Melanochromis cyaneorhabdos "maingano's" should not have any yellow on them. They are likely hybrids. They are bad for the tank, if you plan on raising any fry.


----------



## souljah77 (Mar 23, 2008)

So what would you suggest I do with them? I take it LFS wouldn't take them and I wouldn't want to pass it on to anyone else. What makes them so bad?


----------



## Fogelhund (Dec 3, 2002)

souljah77 said:


> So what would you suggest I do with them? I take it LFS wouldn't take them and I wouldn't want to pass it on to anyone else. What makes them so bad?


They only thing bad about them, is if you plan on raising fry, they are hybrids, which in my opinion shouldn't be sold. If you just want them for your own enjoyment, and don't distribute fry, they won't cause you anymore issues than regular johanni do.


----------



## cichlidaholic (Dec 7, 2005)

This also makes me wonder if your Maingano are really cyaneorhabdos, or a cross between johanni and cyaneorhabdos... 

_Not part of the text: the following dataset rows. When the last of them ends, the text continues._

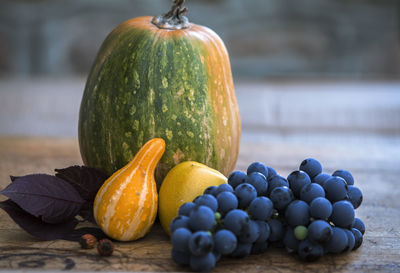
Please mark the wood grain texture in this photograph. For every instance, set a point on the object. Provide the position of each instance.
(374, 164)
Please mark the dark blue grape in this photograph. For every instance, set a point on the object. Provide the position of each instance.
(210, 190)
(186, 208)
(359, 224)
(245, 194)
(321, 178)
(319, 231)
(355, 196)
(227, 201)
(335, 189)
(351, 240)
(276, 181)
(298, 213)
(358, 238)
(320, 208)
(236, 178)
(236, 220)
(290, 241)
(259, 182)
(207, 200)
(311, 191)
(277, 230)
(309, 251)
(180, 239)
(202, 263)
(178, 222)
(181, 257)
(249, 233)
(222, 188)
(346, 175)
(297, 180)
(242, 250)
(200, 243)
(281, 197)
(259, 248)
(338, 241)
(201, 218)
(261, 208)
(265, 231)
(342, 214)
(257, 167)
(311, 166)
(225, 241)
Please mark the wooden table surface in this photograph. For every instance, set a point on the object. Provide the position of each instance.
(374, 162)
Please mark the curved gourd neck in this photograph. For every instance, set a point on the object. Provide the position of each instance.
(174, 19)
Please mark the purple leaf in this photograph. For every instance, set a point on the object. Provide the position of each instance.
(34, 226)
(86, 180)
(45, 196)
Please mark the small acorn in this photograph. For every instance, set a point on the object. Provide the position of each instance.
(87, 241)
(105, 247)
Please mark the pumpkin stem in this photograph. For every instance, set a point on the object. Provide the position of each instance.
(173, 19)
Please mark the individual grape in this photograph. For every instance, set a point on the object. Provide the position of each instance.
(311, 191)
(257, 167)
(222, 188)
(355, 196)
(359, 224)
(178, 222)
(227, 201)
(320, 208)
(338, 241)
(298, 213)
(300, 232)
(335, 189)
(249, 233)
(181, 257)
(259, 248)
(309, 251)
(200, 243)
(261, 208)
(242, 250)
(265, 231)
(236, 178)
(290, 241)
(259, 182)
(235, 220)
(202, 263)
(319, 231)
(180, 239)
(245, 194)
(351, 240)
(207, 200)
(210, 190)
(276, 181)
(297, 180)
(321, 178)
(342, 214)
(201, 218)
(311, 166)
(358, 238)
(346, 175)
(225, 241)
(186, 208)
(277, 230)
(281, 197)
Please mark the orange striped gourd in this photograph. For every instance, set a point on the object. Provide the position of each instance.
(125, 207)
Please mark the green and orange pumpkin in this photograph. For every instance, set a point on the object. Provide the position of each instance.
(160, 77)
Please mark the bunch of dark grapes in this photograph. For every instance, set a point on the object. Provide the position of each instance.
(309, 213)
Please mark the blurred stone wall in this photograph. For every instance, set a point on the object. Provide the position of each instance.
(265, 38)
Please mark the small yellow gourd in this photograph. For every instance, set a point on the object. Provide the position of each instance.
(125, 207)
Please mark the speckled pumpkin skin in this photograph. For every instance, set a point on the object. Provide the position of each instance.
(148, 82)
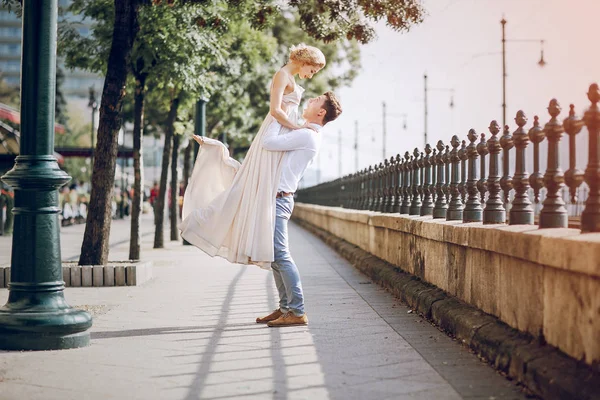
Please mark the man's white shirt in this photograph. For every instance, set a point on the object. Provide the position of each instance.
(301, 147)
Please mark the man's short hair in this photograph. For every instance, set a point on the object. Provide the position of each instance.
(332, 107)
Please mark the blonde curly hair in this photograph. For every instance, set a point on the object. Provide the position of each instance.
(307, 55)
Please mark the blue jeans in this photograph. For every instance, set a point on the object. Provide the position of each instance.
(285, 272)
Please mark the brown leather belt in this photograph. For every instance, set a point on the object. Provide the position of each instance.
(283, 194)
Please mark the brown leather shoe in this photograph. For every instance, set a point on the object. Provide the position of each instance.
(271, 317)
(289, 319)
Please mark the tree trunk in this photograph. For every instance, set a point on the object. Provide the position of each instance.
(94, 249)
(159, 203)
(138, 170)
(187, 163)
(174, 209)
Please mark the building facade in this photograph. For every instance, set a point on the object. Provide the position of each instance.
(77, 82)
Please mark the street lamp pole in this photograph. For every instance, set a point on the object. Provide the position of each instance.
(384, 132)
(425, 135)
(503, 22)
(428, 89)
(541, 63)
(93, 104)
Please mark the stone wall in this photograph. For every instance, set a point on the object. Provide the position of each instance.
(542, 281)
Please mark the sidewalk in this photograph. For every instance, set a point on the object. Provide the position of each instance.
(190, 334)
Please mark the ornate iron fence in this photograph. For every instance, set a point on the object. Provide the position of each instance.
(464, 181)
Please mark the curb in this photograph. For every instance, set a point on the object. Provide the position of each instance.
(115, 273)
(545, 370)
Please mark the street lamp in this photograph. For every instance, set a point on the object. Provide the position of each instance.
(428, 89)
(94, 106)
(541, 63)
(121, 142)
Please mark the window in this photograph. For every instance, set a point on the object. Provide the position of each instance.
(8, 16)
(10, 49)
(11, 32)
(12, 80)
(10, 65)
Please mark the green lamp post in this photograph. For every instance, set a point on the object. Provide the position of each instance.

This could also explain the "yellow", and it's a pretty common hybrid that can be very hard to identify.

Kim


----------



## souljah77 (Mar 23, 2008)

The 2 original mainganos have no yellow ccolouration on them at all, I also bought them from Big Al's which I would think is a reputable seller.


----------



## Joea (May 25, 2004)

souljah77 said:


> I also bought them from Big Al's which I would think is a reputable seller.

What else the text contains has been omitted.